2018/09/12 10:55:49 fontsize-small fontsize-default fontsize-big
Stable weather forecast until approach of Typhoon Mangkhut

Taipei, Sept. 12 (CNA) Stable weather conditions are forecast to continue around Taiwan until Typhoon Mangkhut brings rain to the country on Saturday, the Central Weather Bureau (CWB) said Wednesday.

CWB forecaster Cheng Chuan-fang (程川芳) said Mangkhut, which was upgraded to a super typhoon on Tuesday, is expected to continue moving toward Taiwan over the next few days destabilizing the weather.

As of 8 a.m. Wednesday, the storm was located 1,865 kilometers east-southeast of Eluanbi on Taiwan's southernmost tip, moving at a speed of around 21 kilometers per hour in a westerly direction.
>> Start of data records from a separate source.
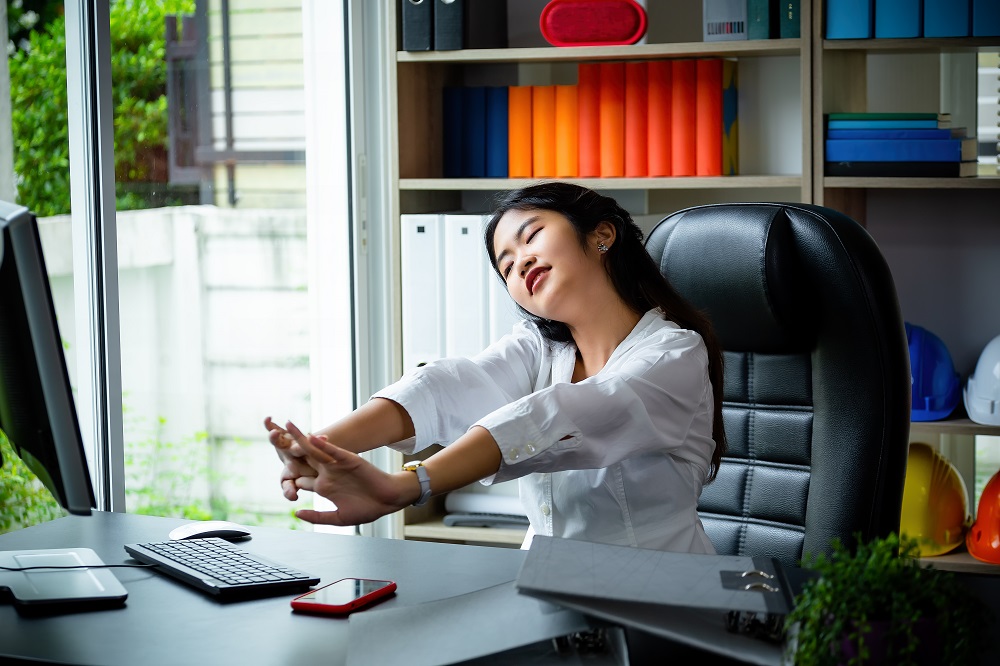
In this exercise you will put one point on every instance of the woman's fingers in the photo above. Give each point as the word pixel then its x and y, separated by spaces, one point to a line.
pixel 321 517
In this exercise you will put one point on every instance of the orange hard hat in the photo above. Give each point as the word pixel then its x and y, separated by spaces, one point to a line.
pixel 983 539
pixel 935 502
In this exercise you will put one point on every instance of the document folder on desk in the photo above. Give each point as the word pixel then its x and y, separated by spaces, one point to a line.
pixel 679 596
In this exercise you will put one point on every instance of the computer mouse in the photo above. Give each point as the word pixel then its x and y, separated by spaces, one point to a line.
pixel 210 528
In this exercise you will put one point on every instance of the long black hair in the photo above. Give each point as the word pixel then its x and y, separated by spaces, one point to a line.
pixel 634 275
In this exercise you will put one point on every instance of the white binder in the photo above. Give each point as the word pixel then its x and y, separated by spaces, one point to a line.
pixel 422 273
pixel 466 294
pixel 503 311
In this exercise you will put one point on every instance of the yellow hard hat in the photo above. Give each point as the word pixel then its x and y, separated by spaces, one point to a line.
pixel 935 502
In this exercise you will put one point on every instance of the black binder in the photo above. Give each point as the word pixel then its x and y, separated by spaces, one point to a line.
pixel 417 24
pixel 449 17
pixel 684 597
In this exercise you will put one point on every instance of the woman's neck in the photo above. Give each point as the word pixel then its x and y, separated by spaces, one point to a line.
pixel 597 338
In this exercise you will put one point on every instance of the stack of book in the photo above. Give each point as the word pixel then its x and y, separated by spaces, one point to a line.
pixel 620 120
pixel 898 145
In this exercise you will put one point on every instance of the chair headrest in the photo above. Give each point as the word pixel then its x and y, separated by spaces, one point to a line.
pixel 739 264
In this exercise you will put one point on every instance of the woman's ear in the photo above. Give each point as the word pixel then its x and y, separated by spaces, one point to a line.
pixel 604 234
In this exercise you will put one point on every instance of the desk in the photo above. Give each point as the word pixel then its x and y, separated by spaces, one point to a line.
pixel 166 622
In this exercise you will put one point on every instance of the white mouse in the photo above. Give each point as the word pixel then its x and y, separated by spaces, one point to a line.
pixel 210 528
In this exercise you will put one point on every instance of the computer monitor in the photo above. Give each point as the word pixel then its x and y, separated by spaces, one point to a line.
pixel 37 411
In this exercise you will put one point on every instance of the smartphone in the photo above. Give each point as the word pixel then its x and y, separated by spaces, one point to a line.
pixel 343 596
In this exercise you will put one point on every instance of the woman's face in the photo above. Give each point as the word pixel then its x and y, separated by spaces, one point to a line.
pixel 547 271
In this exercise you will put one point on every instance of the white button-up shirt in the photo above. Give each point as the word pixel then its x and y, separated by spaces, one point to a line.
pixel 617 458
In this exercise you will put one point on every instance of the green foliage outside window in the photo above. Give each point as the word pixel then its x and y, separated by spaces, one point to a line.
pixel 24 501
pixel 39 106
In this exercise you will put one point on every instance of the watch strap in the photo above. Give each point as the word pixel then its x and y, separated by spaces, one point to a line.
pixel 418 468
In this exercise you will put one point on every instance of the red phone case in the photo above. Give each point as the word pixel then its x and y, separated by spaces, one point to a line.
pixel 300 603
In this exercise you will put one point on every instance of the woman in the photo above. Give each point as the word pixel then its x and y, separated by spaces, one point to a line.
pixel 606 401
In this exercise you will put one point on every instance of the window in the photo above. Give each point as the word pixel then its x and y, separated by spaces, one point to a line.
pixel 216 272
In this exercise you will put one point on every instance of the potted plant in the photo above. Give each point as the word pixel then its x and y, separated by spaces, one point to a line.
pixel 881 605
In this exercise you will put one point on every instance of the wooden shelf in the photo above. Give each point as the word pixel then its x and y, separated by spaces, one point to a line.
pixel 679 183
pixel 758 47
pixel 962 562
pixel 916 45
pixel 961 426
pixel 870 183
pixel 436 530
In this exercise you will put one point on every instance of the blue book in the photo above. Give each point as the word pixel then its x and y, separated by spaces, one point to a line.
pixel 887 124
pixel 451 130
pixel 947 18
pixel 901 150
pixel 849 19
pixel 474 132
pixel 496 132
pixel 898 18
pixel 954 133
pixel 985 18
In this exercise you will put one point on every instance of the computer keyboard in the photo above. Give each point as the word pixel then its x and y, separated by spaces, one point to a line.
pixel 215 566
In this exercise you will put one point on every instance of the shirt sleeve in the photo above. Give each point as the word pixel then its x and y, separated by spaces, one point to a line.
pixel 446 397
pixel 648 402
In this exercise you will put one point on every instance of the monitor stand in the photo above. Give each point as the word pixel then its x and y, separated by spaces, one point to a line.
pixel 42 591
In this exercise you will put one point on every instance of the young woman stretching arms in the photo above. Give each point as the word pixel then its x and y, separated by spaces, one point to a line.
pixel 606 401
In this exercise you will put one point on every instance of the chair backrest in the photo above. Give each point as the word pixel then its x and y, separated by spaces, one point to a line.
pixel 817 379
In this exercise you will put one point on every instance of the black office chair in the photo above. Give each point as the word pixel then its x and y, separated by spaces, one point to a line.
pixel 817 379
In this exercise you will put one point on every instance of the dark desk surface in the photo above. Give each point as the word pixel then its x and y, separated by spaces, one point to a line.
pixel 166 622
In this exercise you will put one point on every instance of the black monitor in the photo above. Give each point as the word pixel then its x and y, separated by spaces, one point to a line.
pixel 37 411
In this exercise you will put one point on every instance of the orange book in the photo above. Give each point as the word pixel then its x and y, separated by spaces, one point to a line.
pixel 708 117
pixel 612 119
pixel 543 131
pixel 567 132
pixel 730 120
pixel 659 77
pixel 589 104
pixel 682 118
pixel 636 114
pixel 519 132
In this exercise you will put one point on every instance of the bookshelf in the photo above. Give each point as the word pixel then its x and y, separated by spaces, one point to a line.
pixel 831 76
pixel 840 71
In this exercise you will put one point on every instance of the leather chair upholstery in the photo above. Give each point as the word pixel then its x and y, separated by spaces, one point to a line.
pixel 817 379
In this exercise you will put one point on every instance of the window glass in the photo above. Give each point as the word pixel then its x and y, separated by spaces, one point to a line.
pixel 988 108
pixel 34 172
pixel 210 186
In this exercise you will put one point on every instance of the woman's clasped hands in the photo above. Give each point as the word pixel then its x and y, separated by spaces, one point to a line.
pixel 360 491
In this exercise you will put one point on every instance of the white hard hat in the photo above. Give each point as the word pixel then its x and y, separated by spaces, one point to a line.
pixel 982 392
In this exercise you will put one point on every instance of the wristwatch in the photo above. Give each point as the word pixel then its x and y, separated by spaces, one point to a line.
pixel 425 481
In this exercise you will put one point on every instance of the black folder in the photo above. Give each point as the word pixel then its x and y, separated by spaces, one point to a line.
pixel 449 21
pixel 417 25
pixel 684 597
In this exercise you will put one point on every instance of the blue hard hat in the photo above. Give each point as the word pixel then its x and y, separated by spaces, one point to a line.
pixel 934 385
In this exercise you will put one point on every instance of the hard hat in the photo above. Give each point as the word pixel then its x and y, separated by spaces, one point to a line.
pixel 934 384
pixel 982 392
pixel 935 502
pixel 983 539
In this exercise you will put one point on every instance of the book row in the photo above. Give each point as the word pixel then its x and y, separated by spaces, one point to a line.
pixel 865 19
pixel 897 144
pixel 447 25
pixel 620 120
pixel 730 20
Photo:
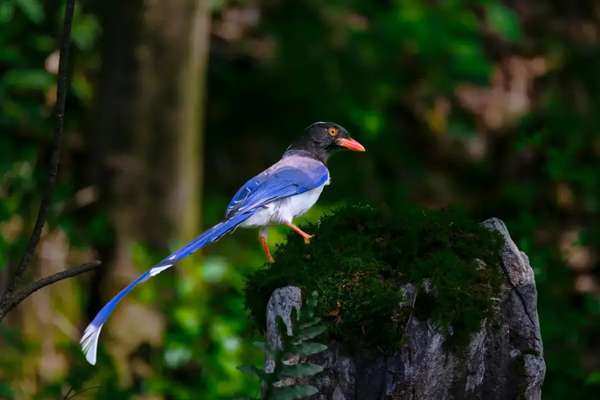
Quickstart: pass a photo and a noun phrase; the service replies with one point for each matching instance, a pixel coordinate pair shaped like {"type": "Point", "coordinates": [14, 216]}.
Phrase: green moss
{"type": "Point", "coordinates": [360, 257]}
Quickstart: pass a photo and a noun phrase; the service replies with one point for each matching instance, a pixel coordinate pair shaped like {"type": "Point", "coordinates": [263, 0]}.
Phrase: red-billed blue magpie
{"type": "Point", "coordinates": [276, 196]}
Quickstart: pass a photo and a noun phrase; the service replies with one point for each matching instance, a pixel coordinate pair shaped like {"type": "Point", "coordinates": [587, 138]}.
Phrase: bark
{"type": "Point", "coordinates": [147, 147]}
{"type": "Point", "coordinates": [504, 360]}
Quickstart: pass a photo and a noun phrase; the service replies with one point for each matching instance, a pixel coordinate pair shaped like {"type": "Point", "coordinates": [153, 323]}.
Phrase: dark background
{"type": "Point", "coordinates": [173, 104]}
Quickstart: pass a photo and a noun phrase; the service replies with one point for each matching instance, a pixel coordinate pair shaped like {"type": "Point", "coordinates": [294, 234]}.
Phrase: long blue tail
{"type": "Point", "coordinates": [89, 341]}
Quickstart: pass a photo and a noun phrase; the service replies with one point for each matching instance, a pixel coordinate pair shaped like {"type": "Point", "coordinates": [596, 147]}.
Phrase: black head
{"type": "Point", "coordinates": [323, 139]}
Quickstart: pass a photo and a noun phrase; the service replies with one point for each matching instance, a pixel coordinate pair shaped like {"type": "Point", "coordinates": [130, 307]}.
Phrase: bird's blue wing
{"type": "Point", "coordinates": [257, 192]}
{"type": "Point", "coordinates": [266, 188]}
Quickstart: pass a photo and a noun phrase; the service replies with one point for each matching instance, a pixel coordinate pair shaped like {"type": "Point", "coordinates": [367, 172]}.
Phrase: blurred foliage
{"type": "Point", "coordinates": [490, 105]}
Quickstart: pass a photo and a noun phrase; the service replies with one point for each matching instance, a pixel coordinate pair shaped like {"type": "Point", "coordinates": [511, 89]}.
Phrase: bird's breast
{"type": "Point", "coordinates": [284, 210]}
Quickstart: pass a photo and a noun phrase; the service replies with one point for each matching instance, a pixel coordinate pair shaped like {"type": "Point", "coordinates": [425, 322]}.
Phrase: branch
{"type": "Point", "coordinates": [59, 112]}
{"type": "Point", "coordinates": [15, 299]}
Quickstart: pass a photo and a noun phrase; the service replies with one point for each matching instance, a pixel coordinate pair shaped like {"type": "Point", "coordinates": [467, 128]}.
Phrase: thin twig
{"type": "Point", "coordinates": [412, 309]}
{"type": "Point", "coordinates": [59, 112]}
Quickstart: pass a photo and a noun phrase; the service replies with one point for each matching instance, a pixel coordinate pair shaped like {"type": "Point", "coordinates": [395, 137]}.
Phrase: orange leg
{"type": "Point", "coordinates": [305, 235]}
{"type": "Point", "coordinates": [264, 242]}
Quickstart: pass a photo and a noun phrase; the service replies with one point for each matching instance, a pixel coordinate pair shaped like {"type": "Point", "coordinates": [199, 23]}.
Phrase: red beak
{"type": "Point", "coordinates": [351, 144]}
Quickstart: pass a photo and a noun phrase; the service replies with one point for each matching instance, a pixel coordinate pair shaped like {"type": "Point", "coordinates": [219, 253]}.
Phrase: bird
{"type": "Point", "coordinates": [284, 191]}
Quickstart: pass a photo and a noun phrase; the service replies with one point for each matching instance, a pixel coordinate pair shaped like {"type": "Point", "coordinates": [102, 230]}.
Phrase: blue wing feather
{"type": "Point", "coordinates": [286, 182]}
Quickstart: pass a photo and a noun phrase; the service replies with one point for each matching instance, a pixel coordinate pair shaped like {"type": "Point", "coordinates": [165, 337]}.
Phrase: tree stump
{"type": "Point", "coordinates": [503, 360]}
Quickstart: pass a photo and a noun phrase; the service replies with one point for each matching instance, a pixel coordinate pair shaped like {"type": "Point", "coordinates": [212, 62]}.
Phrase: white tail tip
{"type": "Point", "coordinates": [89, 342]}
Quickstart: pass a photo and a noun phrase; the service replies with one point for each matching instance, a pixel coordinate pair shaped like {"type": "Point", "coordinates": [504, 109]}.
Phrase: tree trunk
{"type": "Point", "coordinates": [147, 147]}
{"type": "Point", "coordinates": [504, 360]}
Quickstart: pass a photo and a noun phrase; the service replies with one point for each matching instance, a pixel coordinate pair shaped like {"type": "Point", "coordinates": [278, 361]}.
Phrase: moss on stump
{"type": "Point", "coordinates": [361, 257]}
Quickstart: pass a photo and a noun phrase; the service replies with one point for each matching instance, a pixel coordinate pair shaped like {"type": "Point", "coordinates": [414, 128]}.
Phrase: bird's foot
{"type": "Point", "coordinates": [263, 240]}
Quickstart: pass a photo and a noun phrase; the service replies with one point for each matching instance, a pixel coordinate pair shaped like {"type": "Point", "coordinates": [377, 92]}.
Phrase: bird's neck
{"type": "Point", "coordinates": [308, 148]}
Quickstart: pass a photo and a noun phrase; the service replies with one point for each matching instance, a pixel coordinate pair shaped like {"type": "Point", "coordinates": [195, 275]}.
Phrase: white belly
{"type": "Point", "coordinates": [284, 210]}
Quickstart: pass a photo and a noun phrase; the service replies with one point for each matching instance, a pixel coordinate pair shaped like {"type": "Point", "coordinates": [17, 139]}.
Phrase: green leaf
{"type": "Point", "coordinates": [264, 347]}
{"type": "Point", "coordinates": [300, 370]}
{"type": "Point", "coordinates": [28, 78]}
{"type": "Point", "coordinates": [308, 310]}
{"type": "Point", "coordinates": [504, 21]}
{"type": "Point", "coordinates": [305, 349]}
{"type": "Point", "coordinates": [293, 392]}
{"type": "Point", "coordinates": [593, 379]}
{"type": "Point", "coordinates": [7, 9]}
{"type": "Point", "coordinates": [32, 9]}
{"type": "Point", "coordinates": [309, 333]}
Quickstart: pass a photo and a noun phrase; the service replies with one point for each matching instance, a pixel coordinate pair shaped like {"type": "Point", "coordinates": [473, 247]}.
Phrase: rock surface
{"type": "Point", "coordinates": [503, 361]}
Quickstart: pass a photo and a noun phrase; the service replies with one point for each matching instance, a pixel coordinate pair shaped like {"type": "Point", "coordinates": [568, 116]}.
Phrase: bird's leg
{"type": "Point", "coordinates": [263, 239]}
{"type": "Point", "coordinates": [305, 235]}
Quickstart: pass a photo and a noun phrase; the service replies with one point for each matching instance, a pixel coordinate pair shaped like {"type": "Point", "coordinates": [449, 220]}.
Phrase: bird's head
{"type": "Point", "coordinates": [323, 139]}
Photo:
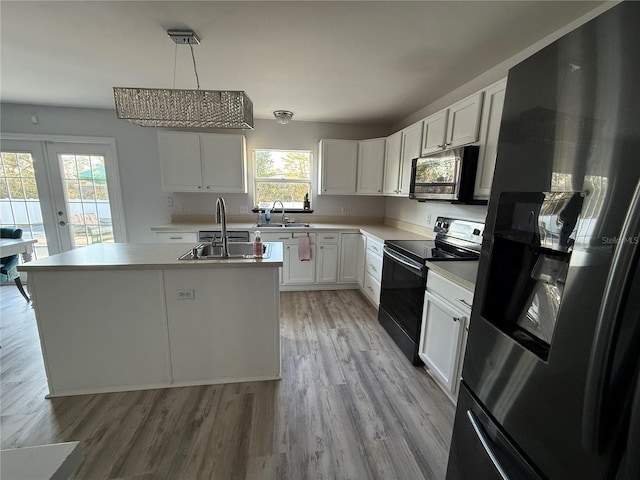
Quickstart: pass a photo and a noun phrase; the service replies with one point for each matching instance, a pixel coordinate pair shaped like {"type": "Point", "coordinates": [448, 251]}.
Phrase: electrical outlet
{"type": "Point", "coordinates": [188, 294]}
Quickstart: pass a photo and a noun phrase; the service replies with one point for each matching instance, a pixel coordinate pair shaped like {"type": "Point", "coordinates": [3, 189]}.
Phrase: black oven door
{"type": "Point", "coordinates": [402, 291]}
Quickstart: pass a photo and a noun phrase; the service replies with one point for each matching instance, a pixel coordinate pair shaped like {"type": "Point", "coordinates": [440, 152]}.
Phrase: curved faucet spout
{"type": "Point", "coordinates": [221, 217]}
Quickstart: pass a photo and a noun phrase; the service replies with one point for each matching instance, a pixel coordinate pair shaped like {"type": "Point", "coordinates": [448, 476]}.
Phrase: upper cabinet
{"type": "Point", "coordinates": [338, 166]}
{"type": "Point", "coordinates": [454, 126]}
{"type": "Point", "coordinates": [370, 166]}
{"type": "Point", "coordinates": [402, 147]}
{"type": "Point", "coordinates": [202, 162]}
{"type": "Point", "coordinates": [491, 117]}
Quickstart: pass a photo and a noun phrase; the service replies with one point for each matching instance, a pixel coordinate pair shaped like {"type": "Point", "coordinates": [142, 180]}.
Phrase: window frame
{"type": "Point", "coordinates": [257, 180]}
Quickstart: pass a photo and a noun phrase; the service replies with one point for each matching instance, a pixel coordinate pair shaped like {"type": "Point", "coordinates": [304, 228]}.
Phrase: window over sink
{"type": "Point", "coordinates": [282, 175]}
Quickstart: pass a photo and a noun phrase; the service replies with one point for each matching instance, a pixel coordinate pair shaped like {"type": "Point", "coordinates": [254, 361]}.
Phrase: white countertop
{"type": "Point", "coordinates": [379, 231]}
{"type": "Point", "coordinates": [145, 256]}
{"type": "Point", "coordinates": [463, 273]}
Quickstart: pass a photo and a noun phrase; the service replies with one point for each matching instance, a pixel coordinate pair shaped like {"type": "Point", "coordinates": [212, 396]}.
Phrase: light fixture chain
{"type": "Point", "coordinates": [175, 61]}
{"type": "Point", "coordinates": [195, 70]}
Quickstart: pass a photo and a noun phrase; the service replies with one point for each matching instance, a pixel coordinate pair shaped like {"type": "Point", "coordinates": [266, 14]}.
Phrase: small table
{"type": "Point", "coordinates": [10, 246]}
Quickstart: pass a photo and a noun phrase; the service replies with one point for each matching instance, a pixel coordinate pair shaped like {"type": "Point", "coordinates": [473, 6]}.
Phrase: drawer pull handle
{"type": "Point", "coordinates": [464, 302]}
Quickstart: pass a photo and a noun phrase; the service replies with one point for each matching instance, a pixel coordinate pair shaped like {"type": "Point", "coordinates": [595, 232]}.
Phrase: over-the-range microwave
{"type": "Point", "coordinates": [449, 175]}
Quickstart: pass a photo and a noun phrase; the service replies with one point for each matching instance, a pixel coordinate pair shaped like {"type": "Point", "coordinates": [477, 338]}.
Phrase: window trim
{"type": "Point", "coordinates": [257, 180]}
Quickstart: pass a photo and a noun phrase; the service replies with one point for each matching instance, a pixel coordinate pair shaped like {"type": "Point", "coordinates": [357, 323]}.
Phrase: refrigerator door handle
{"type": "Point", "coordinates": [601, 357]}
{"type": "Point", "coordinates": [486, 444]}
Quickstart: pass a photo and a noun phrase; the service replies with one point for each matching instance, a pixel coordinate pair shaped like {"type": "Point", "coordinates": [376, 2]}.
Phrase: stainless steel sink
{"type": "Point", "coordinates": [237, 250]}
{"type": "Point", "coordinates": [282, 225]}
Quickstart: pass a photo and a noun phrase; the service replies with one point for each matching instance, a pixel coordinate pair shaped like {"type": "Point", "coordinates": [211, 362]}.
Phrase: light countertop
{"type": "Point", "coordinates": [379, 231]}
{"type": "Point", "coordinates": [463, 273]}
{"type": "Point", "coordinates": [143, 256]}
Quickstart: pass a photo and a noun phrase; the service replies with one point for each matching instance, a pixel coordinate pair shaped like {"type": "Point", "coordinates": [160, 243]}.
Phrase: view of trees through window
{"type": "Point", "coordinates": [282, 175]}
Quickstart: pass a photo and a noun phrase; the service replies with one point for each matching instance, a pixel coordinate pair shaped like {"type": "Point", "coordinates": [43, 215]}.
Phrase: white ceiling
{"type": "Point", "coordinates": [363, 62]}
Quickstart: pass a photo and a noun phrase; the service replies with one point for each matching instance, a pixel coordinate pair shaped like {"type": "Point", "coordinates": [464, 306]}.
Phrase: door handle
{"type": "Point", "coordinates": [602, 350]}
{"type": "Point", "coordinates": [486, 444]}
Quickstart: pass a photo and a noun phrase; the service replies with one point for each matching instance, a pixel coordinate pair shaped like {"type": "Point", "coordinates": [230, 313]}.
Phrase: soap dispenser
{"type": "Point", "coordinates": [257, 245]}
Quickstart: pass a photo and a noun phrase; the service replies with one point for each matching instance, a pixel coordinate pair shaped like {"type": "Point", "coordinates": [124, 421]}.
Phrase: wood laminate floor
{"type": "Point", "coordinates": [349, 406]}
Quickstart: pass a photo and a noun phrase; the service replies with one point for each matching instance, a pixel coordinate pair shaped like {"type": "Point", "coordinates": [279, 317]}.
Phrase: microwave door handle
{"type": "Point", "coordinates": [414, 266]}
{"type": "Point", "coordinates": [602, 350]}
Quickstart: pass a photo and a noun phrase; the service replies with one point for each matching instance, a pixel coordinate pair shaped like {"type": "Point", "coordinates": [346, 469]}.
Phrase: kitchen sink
{"type": "Point", "coordinates": [237, 250]}
{"type": "Point", "coordinates": [282, 225]}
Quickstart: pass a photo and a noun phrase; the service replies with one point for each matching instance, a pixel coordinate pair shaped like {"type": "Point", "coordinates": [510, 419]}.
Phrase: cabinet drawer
{"type": "Point", "coordinates": [374, 246]}
{"type": "Point", "coordinates": [454, 293]}
{"type": "Point", "coordinates": [328, 237]}
{"type": "Point", "coordinates": [372, 289]}
{"type": "Point", "coordinates": [373, 265]}
{"type": "Point", "coordinates": [177, 237]}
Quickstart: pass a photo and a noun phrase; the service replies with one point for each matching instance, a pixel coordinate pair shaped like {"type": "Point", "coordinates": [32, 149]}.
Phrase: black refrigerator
{"type": "Point", "coordinates": [550, 384]}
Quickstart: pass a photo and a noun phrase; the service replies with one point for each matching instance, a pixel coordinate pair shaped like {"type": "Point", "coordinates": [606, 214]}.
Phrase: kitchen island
{"type": "Point", "coordinates": [116, 317]}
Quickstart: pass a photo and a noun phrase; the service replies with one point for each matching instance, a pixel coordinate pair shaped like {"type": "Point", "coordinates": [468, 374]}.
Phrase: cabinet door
{"type": "Point", "coordinates": [464, 121]}
{"type": "Point", "coordinates": [351, 258]}
{"type": "Point", "coordinates": [338, 166]}
{"type": "Point", "coordinates": [296, 271]}
{"type": "Point", "coordinates": [370, 166]}
{"type": "Point", "coordinates": [393, 150]}
{"type": "Point", "coordinates": [411, 148]}
{"type": "Point", "coordinates": [490, 128]}
{"type": "Point", "coordinates": [441, 341]}
{"type": "Point", "coordinates": [327, 263]}
{"type": "Point", "coordinates": [434, 132]}
{"type": "Point", "coordinates": [180, 161]}
{"type": "Point", "coordinates": [224, 163]}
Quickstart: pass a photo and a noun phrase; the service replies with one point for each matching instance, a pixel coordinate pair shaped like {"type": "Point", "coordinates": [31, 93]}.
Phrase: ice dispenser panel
{"type": "Point", "coordinates": [530, 254]}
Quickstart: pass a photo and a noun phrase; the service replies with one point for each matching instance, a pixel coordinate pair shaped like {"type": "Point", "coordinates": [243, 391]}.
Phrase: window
{"type": "Point", "coordinates": [282, 175]}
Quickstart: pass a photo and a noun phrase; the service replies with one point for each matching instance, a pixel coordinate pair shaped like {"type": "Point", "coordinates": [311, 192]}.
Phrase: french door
{"type": "Point", "coordinates": [65, 194]}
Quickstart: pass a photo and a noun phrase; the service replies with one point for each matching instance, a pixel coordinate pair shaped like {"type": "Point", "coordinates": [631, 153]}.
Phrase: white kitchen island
{"type": "Point", "coordinates": [116, 317]}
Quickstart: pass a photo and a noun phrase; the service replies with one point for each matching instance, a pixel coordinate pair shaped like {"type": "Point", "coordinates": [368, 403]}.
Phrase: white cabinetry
{"type": "Point", "coordinates": [327, 259]}
{"type": "Point", "coordinates": [397, 176]}
{"type": "Point", "coordinates": [447, 309]}
{"type": "Point", "coordinates": [491, 117]}
{"type": "Point", "coordinates": [338, 166]}
{"type": "Point", "coordinates": [177, 237]}
{"type": "Point", "coordinates": [452, 127]}
{"type": "Point", "coordinates": [370, 166]}
{"type": "Point", "coordinates": [352, 253]}
{"type": "Point", "coordinates": [393, 152]}
{"type": "Point", "coordinates": [197, 162]}
{"type": "Point", "coordinates": [373, 271]}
Cheng said Typhoon Mangkhut, the 22nd storm to form in the Western Pacific Ocean this year, has been moving so fast he did not rule out the possibility the CWB could issue a sea warning on Friday afternoon.

Starting Friday night and continuing on Saturday, occasional showers are possible in eastern Taiwan, as Mangkhut gets closer, while the southeastern part of the country and the Hengchun Peninsula could see heavier rain, Cheng said.

However, before the storm arrives, the weather around Taiwan is expected to remain sunny until Saturday, he added.

On Wednesday, daytime temperatures are likely to range from 34-35 Celsius in western Taiwan and 32-33 degrees in the east, he said, adding that possible foehn winds -- which are dry, strong and hot downslope winds -- could push the mercury higher in some western areas.

Due to the high temperatures people are advised to remain hydrated to avoid heat stroke, Cheng said.

In addition, many parts of Taiwan will also be exposed to dangerously high levels of ultraviolet radiation around midday Wednesday and people should take precautions if they have to go outdoors, he added.

Meanwhile, as of 8 a.m. Wednesday, Tropical Storm Barijat, the 23rd storm this year, was located 590 kilometers west-southwest of the Hengchun Peninsula but is not expected to affect Taiwan.